RevertSam (SANITIZE=TRUE) via pipe leads to SAMException

FPBarthelFPBarthel HoustonMember ✭✭
edited May 2018 in Ask the GATK team

I am experiencing a similar problem here as previously reported: https://gatkforums.broadinstitute.org/gatk/discussion/10406/strange-revertsam-error

Running
samtools view -br {READGROUP_ID} {SAMPLE_BAM} | gatk RevertSam --INPUT=/dev/stdin --OUTPUT={OUTPUT}
Works fine

Adding additional parameters to RevertSam results in an error:

samtools view -br {READGROUP_ID} {SAMPLE_BAM} | gatk RevertSam --INPUT=/dev/stdin --OUTPUT={OUTPUT} --RESTORE_ORIGINAL_QUALITIES=true --VALIDATION_STRINGENCY=SILENT --ATTRIBUTE_TO_CLEAR=AS --ATTRIBUTE_TO_CLEAR=FT --ATTRIBUTE_TO_CLEAR=CO --ATTRIBUTE_TO_CLEAR=XT --ATTRIBUTE_TO_CLEAR=XN --ATTRIBUTE_TO_CLEAR=OC --ATTRIBUTE_TO_CLEAR=OP --SANITIZE=true --SORT_ORDER=queryname --MAX_DISCARD_FRACTION=0.05

Exception in thread "main" htsjdk.samtools.SAMException: Cannot determine candidate qualities: no qualities found.

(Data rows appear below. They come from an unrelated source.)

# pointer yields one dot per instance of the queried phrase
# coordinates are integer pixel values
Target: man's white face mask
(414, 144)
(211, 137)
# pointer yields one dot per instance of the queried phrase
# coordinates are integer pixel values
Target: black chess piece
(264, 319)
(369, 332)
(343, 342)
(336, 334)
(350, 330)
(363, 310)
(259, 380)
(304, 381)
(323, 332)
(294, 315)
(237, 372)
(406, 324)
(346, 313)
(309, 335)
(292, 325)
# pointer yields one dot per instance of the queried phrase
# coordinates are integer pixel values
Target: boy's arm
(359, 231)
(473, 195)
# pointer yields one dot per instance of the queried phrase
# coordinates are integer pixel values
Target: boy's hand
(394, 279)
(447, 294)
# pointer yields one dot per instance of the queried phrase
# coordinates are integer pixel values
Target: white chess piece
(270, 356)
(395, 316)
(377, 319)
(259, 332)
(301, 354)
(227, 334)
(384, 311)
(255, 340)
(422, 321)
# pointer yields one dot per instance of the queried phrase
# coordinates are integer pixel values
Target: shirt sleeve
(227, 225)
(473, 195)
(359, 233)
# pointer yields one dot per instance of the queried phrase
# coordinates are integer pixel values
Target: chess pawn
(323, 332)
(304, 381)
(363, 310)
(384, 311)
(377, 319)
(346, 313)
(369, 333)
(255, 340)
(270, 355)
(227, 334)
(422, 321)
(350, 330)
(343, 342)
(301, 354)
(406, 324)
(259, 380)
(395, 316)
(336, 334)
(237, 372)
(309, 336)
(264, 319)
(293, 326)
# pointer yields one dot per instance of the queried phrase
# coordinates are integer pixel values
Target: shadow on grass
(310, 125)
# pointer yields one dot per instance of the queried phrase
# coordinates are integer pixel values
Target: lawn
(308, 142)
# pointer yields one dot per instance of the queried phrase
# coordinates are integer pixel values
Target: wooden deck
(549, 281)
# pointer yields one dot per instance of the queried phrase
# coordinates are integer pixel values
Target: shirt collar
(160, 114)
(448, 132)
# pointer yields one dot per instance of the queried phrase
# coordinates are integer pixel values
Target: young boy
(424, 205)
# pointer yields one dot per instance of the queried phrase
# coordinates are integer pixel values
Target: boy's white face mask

I have not tested each parameter individually, but I made the following observations:

samtools view -br {READGROUP_ID} {SAMPLE_BAM} | gatk RevertSam --INPUT=/dev/stdin --OUTPUT={OUTPUT} --RESTORE_ORIGINAL_QUALITIES=true

Works fine

samtools view -br {READGROUP_ID} {SAMPLE_BAM} | gatk RevertSam --INPUT=/dev/stdin --OUTPUT={OUTPUT} --SANITIZE=true

Results in a SAMException

P.S. tests were done using small ~300 kb sized BAM file publicly available, happy to share to easily reproduce error

N.B. using GATK 4.0.2.1

Tagged:

Best Answer

Answers

  • shleeshlee CambridgeMember, Broadie ✭✭✭✭✭

    @FPBarthel, can you see if you get the same Cannot determine candidate qualities: no qualities found. error if you run the Picard tool alone? I suspect this has to do with the --RESTORE_ORIGINAL_QUALITIES=true parameter. Do your reads have the OQ tag?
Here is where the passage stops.